[Date Prev][Date Next][Thread Prev][Thread Next][Date Index][Thread Index]

[Condor-users] Condor doesn't recognize that tasks have finished



I am fiding that if I have a large amount of jobs which take a while to compute that Condor will ecentually stop realizing that tasks have finished. Once this happens all my cpus become unavailable because each cpu thinks it is processing a job. If i go to the actual CPU, the usage is at 0% idle..and the result of the program was saved to the network. This happens on dual CPU and single CPU machines too.

If I place teh tasks on HOLD , Condor starts to work again but eventually sometimes teh CPU's again become available for the same resons.

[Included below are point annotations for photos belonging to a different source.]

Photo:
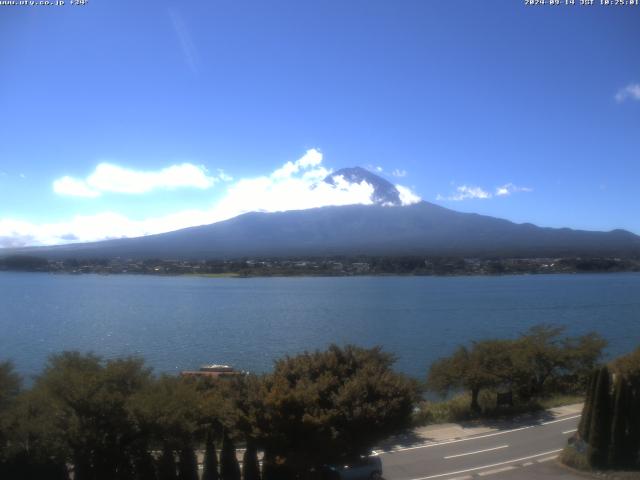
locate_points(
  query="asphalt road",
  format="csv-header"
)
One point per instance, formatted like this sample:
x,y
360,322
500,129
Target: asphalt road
x,y
525,451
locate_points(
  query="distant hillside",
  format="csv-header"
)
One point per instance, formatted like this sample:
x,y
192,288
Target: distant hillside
x,y
420,229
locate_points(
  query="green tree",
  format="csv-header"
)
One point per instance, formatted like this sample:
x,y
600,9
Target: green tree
x,y
543,354
619,425
330,405
250,465
229,467
167,464
486,364
89,399
188,464
210,459
600,429
587,409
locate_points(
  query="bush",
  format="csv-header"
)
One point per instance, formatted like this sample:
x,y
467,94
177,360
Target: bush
x,y
574,459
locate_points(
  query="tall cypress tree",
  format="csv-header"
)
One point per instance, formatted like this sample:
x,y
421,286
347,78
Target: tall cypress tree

Here is the error o see in the StarterLog of a machine which still thought the task was running:

5/15 23:00:50 About to exec C:\WINDOWS\System32\cmd.exe /Q /C task01.bat
5/15 23:00:50 Create_Process succeeded, pid=2588
5/15 23:01:16 Process exited, pid=2588, status=0
5/15 23:01:39 getpeername failed so connect must have failed
5/15 23:02:04 Connect failed for 30 seconds; returning FALSE
5/15 23:02:04 FileTransfer: Unable to connect to server <192.168.0.3:9611> <<<-----Windows XP STARTD Machine
5/15 23:02:04 JIC::allJobsDone() failed, waiting for job lease to expire or for a reconnect attempt << LEase never expires


Condor Collector/Negotiator: Condor 6.7.6 on Linux 7.2 / Dec Alpha

Condor StartD Machines: Condor 6.7.6 on Windows XP